I came out of the appointment with my confidence back. It’s amazing what seeing someone in person and being able to try things out while being assessed does for your mindset. I had taken being in person consults for granted. I think the toll my second pregnancy had taken on me mentally during lockdown and the fact I had only been seen twice in person throughout the entire duration had also played a part. Don’t get me wrong, I have made great progress through previous virtual appointments, but when you’re dealing with something physical, there is no substitute for someone being able to put their hands on you.

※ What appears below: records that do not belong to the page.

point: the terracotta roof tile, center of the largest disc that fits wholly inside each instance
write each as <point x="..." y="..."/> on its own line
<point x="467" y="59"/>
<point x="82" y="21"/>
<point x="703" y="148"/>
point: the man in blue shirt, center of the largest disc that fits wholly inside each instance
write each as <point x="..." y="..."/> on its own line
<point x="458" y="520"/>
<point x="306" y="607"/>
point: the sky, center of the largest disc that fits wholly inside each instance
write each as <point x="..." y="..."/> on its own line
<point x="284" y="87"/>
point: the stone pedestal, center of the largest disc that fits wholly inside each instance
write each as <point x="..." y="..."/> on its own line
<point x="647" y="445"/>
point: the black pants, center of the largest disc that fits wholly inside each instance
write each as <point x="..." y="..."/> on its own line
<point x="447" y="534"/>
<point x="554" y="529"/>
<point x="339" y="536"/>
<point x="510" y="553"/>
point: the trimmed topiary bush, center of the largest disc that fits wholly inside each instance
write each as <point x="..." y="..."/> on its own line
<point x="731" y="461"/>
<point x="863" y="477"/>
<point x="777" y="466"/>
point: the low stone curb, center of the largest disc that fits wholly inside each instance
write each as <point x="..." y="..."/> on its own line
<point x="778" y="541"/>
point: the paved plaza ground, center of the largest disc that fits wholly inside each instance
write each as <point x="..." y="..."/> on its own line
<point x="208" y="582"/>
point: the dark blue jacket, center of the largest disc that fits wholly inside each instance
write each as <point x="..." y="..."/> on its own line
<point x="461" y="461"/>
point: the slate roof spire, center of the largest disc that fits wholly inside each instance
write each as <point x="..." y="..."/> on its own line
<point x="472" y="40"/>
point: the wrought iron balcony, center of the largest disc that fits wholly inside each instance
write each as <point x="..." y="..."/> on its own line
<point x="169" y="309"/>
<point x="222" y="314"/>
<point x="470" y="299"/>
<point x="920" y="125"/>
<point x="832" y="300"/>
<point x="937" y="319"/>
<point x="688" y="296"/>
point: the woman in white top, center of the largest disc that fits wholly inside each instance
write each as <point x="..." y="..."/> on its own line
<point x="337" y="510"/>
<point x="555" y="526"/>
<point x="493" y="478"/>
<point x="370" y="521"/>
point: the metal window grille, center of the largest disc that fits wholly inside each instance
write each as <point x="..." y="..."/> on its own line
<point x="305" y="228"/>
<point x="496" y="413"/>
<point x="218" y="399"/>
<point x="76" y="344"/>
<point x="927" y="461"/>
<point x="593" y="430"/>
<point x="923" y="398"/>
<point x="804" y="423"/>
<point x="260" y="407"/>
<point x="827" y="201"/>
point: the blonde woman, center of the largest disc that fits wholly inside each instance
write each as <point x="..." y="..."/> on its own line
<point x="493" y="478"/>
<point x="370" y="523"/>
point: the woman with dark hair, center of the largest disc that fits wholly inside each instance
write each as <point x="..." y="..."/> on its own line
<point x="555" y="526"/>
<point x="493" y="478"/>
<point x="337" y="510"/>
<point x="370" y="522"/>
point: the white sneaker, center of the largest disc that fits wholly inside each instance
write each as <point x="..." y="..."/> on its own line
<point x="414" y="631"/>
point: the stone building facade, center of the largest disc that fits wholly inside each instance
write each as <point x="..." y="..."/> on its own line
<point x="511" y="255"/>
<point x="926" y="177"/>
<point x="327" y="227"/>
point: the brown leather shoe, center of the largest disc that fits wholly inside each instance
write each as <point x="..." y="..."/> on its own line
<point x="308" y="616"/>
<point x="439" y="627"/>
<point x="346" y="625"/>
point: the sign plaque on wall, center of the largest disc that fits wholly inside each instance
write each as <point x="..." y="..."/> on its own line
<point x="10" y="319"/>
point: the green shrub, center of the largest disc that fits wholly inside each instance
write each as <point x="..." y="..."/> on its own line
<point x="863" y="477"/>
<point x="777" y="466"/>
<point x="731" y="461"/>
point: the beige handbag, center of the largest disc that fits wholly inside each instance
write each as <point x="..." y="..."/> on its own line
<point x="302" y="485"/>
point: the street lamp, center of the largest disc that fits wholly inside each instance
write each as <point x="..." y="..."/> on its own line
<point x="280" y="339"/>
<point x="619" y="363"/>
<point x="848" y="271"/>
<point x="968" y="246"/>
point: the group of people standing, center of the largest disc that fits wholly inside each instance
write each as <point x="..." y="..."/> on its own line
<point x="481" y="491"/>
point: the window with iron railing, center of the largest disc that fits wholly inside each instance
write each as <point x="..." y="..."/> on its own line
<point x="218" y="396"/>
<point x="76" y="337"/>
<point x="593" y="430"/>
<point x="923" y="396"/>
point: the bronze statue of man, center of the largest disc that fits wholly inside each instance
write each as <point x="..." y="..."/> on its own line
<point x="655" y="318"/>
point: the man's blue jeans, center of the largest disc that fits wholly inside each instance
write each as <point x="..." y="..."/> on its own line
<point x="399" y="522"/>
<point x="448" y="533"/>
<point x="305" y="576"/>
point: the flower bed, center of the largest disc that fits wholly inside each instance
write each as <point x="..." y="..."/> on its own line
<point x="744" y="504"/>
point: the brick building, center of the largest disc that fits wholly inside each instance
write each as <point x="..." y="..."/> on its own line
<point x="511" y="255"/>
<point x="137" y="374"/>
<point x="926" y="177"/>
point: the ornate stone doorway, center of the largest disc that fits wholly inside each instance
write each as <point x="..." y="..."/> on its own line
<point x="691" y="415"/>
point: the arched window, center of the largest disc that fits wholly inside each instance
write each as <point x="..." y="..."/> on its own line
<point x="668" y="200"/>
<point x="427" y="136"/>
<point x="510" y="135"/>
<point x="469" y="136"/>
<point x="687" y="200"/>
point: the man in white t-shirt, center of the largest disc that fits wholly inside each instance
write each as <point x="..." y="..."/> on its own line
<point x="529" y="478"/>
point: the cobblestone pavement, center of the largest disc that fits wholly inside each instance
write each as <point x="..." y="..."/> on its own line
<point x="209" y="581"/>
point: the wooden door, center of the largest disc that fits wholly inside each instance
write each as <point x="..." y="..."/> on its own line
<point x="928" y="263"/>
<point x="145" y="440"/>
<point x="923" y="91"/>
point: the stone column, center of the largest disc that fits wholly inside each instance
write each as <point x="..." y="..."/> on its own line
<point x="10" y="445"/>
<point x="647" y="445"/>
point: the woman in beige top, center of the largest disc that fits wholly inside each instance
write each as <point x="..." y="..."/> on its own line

Getting started was one of the most important things to me. The apprehension of not knowing what the diagnosis was and where I would be rehab wise, was only going to be counteracted by the fact I would be back in control once I got started. I am the master of my own fate now – the progress will be dependent on me putting in the work. As I’ve said before, this is what I thrive on – the pressure I put on myself to succeed and the fact I will work harder than ever to ensure that I do. The goals I have set this time around are ambitious and will be challenging, but I have plenty of time and to be honest, I need a challenge to remain focused. Rehab 2.0/Operation Abs of Steel starts now.